- Genre: Telenovela
- Created by: Alfonso Acebal
- Written by: Alfonso Acebal; Jorge Landa;
- Directed by: Humberto Zurita
- Starring: Bárbara Mori; Mauricio Ochmann;
- Music by: Federico Chávez Blanco; Armando Manzanero;
- Opening theme: Instrumental
- Country of origin: Mexico
- Original language: Spanish
- No. of episodes: 160

Production
- Producer: Zuba Producciones
- Cinematography: Carlos Guerra; Sergio Treviño;
- Production companies: TV Azteca Digital ZUBA Producciones

Original release
- Network: Azteca Trece
- Release: 1998

= Azul Tequila =

Mexican telenovela

Azul Tequila is a Mexican telenovela. The 160-episode serial was produced for TV Azteca by the celebrity couple Christian Bach and Humberto Zurita in conjunction with Humberto's brother Gerardo through their production company ZUBA Producciones. The complete series has been released in an 8 DVD box set.

==Plot==
Azul is a young woman in the end of the 19th century who has been forced to get engaged to Arcadio Berriozabal when she is in love with his brother Santiago Berriozabal. Before her wedding peasant revolution is started and she is kidnapped.

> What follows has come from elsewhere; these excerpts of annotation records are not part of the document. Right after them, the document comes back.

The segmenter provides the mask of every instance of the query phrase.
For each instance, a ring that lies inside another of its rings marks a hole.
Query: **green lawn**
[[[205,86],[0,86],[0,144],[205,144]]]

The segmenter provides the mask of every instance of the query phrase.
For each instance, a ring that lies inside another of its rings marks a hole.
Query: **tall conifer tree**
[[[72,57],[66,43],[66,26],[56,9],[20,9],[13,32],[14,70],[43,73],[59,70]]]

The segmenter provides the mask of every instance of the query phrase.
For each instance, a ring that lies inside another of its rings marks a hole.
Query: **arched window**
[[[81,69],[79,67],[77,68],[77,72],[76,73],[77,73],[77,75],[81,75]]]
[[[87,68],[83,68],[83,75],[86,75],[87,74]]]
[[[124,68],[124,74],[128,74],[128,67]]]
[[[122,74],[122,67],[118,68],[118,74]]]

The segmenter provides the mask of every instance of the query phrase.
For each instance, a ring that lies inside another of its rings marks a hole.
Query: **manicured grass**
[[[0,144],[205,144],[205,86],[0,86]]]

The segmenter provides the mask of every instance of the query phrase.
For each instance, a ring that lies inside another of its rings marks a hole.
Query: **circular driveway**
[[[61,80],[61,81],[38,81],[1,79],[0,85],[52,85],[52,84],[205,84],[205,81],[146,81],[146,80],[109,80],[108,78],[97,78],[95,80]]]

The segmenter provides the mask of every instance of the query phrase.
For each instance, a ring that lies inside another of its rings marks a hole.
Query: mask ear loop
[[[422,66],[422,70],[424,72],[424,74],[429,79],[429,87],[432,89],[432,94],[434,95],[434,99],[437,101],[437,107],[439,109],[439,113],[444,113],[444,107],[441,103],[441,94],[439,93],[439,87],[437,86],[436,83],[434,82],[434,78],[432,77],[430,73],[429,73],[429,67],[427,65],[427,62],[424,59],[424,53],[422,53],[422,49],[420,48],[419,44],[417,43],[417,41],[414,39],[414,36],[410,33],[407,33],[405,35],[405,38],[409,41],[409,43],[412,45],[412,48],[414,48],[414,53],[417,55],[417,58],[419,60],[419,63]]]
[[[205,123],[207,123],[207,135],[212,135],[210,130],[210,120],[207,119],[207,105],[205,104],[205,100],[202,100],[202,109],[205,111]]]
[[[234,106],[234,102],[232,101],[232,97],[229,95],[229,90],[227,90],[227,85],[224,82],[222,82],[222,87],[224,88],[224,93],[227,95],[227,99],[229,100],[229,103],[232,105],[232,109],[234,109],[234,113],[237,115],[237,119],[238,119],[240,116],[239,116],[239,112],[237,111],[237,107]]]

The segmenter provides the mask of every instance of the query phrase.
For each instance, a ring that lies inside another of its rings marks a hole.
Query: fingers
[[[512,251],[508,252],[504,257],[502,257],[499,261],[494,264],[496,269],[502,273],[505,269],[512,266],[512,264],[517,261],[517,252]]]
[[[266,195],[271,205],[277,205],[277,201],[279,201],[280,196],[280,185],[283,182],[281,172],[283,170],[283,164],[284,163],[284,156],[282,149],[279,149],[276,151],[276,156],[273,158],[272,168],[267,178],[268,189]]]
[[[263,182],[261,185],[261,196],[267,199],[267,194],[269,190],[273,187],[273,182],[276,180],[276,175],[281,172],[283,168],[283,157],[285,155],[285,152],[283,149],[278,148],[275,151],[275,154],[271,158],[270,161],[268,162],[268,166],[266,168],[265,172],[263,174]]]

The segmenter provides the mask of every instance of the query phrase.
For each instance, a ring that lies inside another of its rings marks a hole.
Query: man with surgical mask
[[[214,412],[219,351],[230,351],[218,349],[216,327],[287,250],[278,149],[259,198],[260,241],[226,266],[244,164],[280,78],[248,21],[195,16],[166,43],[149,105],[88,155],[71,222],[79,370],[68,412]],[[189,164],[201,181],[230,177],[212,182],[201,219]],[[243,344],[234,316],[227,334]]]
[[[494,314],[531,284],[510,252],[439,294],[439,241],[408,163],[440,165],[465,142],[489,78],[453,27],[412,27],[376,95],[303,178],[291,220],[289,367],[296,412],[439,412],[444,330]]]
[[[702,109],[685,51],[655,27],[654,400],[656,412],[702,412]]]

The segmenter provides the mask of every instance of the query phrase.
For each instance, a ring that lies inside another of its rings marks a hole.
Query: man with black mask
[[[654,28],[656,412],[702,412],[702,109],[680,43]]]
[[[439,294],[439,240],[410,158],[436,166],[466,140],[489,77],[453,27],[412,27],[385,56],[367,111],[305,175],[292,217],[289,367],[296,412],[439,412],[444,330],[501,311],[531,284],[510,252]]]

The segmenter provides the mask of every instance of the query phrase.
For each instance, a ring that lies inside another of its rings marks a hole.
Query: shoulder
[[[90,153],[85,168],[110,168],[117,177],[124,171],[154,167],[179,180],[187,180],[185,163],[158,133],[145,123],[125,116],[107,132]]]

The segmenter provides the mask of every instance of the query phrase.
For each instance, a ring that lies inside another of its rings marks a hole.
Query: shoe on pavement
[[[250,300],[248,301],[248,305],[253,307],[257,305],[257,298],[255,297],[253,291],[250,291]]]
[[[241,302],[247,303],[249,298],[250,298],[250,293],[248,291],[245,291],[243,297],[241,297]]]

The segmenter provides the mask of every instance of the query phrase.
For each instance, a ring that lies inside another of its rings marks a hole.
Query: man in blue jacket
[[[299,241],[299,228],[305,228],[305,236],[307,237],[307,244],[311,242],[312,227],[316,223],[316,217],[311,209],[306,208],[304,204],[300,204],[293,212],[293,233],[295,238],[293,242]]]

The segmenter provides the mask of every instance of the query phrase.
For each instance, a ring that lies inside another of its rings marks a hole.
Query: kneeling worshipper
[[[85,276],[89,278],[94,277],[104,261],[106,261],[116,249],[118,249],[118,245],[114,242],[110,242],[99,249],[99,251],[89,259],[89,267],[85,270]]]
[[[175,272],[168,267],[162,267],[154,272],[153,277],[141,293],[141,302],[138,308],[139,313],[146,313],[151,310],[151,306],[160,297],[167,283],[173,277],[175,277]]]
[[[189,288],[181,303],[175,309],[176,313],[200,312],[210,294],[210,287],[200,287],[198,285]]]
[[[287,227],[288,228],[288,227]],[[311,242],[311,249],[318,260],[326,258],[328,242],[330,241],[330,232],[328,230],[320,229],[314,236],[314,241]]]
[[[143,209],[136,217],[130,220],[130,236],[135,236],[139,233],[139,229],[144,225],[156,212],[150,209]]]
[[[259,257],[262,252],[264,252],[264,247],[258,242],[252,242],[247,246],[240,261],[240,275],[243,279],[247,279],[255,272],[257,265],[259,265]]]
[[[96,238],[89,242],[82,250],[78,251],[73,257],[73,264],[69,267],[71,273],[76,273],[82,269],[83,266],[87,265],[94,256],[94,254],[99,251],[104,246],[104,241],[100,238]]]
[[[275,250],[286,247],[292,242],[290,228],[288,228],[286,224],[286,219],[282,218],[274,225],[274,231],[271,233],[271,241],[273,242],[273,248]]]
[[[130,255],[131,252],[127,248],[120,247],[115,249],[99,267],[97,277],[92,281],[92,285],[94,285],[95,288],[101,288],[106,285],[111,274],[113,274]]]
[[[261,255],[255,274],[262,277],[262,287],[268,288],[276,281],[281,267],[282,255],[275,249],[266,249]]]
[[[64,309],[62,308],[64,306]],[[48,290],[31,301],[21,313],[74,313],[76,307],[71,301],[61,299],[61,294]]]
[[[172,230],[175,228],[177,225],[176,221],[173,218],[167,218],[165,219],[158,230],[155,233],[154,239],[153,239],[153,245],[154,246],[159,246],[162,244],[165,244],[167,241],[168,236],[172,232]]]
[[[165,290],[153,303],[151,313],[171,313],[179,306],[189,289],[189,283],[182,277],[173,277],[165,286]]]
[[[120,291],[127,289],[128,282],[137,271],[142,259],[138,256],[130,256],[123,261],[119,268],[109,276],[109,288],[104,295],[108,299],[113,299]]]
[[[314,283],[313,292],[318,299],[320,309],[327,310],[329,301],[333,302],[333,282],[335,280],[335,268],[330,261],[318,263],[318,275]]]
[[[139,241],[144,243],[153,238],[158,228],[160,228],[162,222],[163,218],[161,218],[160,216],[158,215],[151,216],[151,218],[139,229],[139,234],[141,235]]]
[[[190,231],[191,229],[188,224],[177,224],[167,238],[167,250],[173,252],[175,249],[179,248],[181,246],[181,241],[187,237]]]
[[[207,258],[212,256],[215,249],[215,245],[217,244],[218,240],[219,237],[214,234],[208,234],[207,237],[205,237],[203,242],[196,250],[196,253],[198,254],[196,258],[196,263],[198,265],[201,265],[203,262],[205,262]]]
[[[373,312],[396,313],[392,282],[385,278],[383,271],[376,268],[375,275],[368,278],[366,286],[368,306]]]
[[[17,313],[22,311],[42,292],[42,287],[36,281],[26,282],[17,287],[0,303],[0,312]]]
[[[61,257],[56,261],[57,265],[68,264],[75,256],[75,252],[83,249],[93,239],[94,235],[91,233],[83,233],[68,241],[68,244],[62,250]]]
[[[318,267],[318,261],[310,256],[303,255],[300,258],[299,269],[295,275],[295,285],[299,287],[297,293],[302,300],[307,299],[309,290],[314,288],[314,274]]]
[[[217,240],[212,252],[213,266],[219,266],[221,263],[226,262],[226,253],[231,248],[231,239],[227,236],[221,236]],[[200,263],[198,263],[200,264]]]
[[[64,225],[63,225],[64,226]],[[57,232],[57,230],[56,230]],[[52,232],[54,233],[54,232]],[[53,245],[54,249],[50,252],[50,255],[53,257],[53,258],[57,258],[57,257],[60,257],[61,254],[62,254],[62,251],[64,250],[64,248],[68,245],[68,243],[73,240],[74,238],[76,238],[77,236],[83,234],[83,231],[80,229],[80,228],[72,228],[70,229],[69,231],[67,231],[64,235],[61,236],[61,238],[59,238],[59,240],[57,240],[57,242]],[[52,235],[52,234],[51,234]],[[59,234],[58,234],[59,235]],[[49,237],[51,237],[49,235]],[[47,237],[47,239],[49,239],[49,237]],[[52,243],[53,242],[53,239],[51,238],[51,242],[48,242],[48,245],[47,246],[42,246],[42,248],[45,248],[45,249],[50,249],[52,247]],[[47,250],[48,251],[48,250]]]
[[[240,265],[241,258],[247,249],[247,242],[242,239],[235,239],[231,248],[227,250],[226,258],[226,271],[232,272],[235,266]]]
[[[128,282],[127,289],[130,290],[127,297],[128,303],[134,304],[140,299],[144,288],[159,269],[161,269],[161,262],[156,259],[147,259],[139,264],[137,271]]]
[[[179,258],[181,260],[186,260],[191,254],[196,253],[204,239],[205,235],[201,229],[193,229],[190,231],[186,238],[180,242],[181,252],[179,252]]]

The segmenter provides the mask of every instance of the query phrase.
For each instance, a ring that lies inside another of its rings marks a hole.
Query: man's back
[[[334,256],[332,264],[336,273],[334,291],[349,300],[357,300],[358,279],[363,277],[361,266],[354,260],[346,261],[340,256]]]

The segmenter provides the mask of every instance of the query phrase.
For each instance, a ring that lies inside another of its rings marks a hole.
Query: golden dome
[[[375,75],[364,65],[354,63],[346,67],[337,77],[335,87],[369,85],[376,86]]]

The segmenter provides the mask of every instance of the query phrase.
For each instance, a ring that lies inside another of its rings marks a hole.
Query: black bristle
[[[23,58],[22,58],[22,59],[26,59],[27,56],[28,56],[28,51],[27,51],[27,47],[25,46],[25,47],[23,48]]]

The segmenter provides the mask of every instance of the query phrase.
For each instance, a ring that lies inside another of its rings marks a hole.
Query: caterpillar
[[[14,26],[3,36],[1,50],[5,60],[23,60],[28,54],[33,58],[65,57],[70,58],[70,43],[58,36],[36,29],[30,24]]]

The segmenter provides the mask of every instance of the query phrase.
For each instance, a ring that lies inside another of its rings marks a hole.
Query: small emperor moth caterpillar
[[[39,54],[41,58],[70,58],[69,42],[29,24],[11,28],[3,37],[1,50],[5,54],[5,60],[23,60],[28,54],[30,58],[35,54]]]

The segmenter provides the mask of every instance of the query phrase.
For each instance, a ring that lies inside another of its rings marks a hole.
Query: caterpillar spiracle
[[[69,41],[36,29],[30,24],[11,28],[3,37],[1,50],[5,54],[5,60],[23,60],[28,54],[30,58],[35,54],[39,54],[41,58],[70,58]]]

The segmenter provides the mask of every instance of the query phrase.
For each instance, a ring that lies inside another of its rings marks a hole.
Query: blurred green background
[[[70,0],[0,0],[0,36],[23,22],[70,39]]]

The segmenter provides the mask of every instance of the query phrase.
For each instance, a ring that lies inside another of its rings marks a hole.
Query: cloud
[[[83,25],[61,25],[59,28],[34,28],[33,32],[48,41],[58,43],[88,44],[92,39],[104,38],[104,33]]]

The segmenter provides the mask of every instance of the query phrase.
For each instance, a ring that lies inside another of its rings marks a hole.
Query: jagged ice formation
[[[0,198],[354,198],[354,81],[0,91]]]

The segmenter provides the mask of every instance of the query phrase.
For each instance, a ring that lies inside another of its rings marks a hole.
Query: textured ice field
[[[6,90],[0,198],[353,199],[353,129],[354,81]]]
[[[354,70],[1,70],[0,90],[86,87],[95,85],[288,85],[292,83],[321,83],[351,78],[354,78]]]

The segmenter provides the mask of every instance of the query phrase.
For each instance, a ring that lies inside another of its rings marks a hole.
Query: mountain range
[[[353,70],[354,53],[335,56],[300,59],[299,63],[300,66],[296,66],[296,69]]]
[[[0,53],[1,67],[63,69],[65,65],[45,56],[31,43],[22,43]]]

Santiago, believing she is dead, creates one of the finest tequilas and calls it "Azul Tequila".

==Cast==
- Bárbara Mori as Azul / Soledad
- Mauricio Ochmann as Santiago Berriozabal
- Víctor González as Arcadio Berriozabal
- Rogelio Guerra as Adolfo Berriozabal
- Leonardo Daniel as Mariano
- Fabiola Campomanes as Lorenza
- Úrsula Prats as Hilda
- Lorena Rojas as Catalina

==Reception==
With an approximate cost of $5,000,000 United States dollars, this production was praised by the critics, but was not a great success with the Mexican audience. It was a successful telenovela in Europe, Asia, Malaysia, and Thailand. This was the first telenovela for Ursula Pratts with TV Azteca, and also the first in 10 years after Monte Calvario in 1988.

The series was also acquired by BBC Knowledge and was one of its launch shows in 1999 where it even had a dedicated website with content in both English and Spanish.